Грамотность и народность | страница 26



Нет! Великоросс может все, что может другой славянин; но он сверх того способен на многое, на что ни другой славянин, ни грек или француз, и др. европейцы не способны!

Возьмем хоть опять того гуляку-старообрядца, о котором я говорил в начале этого примечания. Болгарин или серб если склонен к сластолюбию и женолюбию, то из него скорее выйдет лицемер вроде «Jacques Ferrand» в Парижских Тайнах, чем «Лихач Кудрявич» Кольцова.

Я с ужасом слыхал на Востоке от 18–20-летних, едва обученных грамоте мальчиков, такие слова:

– Надо есть дома постное для слуг и простого народа; а потихоньку от них отчего же не есть скоромное. Какой же образованный человек может выносить постное кушанье? Это в пору желудку рабочего человека!

На Востоке в грамотном сословии нет идеализма ни личного, ни религиозного, ни философского, ни поэтического.

Развить и возобновить его на Востоке могут только русские, когда у них самих пройдет нынешнее утилитарное одурение!

Итак, судя по этим кратким и спешно изложенным примерам и по множеству других, можно сказать, что грамотность сопутствует всевозможным нравственным качествам как из круга семейной, так и государственной жизни. Теперь обратимся к уму.

Неужели мы смешаем грамотность с развитием ума и талантов?

Кто же это сделает? Грамотность может отчасти способствовать их развитию, как и развитию нравственных свойств; но этому развитию способствуют и тысячи других обстоятельств помимо грамотности.

Русский мужик очень развит, особенно в некоторых губерниях. Он умен, тонок, предприимчив; в нем много поэтического и музыкального чувства; местами он неопрятен, но местами очень чист и всегда молодец. Он умеет изворачиваться в таких обстоятельствах, в которых растеряются грамотные, но тупые французские или немецкие поселяне.

Герцену надо отдать при этом случае справедливость, он тоже говорил про русского мужика: «он не образован, но он развит».

Почему же, за немногими исключениями, у нас люди почти всех учений нередко и бессознательно с любовью обращаются к нашему простолюдину? Неужели только из демократической гуманности?
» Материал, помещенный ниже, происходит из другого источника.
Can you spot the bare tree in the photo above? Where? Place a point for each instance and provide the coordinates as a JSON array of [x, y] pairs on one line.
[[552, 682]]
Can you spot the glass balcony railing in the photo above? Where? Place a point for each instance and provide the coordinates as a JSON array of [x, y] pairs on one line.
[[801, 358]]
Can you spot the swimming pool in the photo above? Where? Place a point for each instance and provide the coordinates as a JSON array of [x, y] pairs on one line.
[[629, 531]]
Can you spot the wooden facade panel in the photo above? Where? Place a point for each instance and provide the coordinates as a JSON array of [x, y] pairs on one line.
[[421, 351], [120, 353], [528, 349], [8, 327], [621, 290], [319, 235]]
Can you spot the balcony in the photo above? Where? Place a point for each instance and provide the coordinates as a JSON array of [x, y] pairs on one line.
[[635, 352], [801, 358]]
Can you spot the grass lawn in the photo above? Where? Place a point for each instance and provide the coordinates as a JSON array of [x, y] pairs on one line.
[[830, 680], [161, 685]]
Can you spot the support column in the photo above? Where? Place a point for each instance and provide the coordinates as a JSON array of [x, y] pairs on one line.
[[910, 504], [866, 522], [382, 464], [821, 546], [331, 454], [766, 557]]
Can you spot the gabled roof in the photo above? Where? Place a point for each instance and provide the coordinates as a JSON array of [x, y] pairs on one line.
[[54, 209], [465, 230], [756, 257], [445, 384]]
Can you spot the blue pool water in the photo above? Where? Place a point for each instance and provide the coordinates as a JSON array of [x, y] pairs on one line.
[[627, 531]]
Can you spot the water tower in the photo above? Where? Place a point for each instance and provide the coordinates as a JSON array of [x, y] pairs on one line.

Нет, здесь есть другое… Всякий член, оторванный быстрым и сначала насильственным европейским воспитанием нашего общества, понимает, что в нашем простом народе отчасти скрыт, отчасти уже ясен наш национальный характер.

И действительно, в гармоническом сочетании наших сознательных начал с нашими стихийными, простонародными началами лежит спасение нашего народного своеобразия.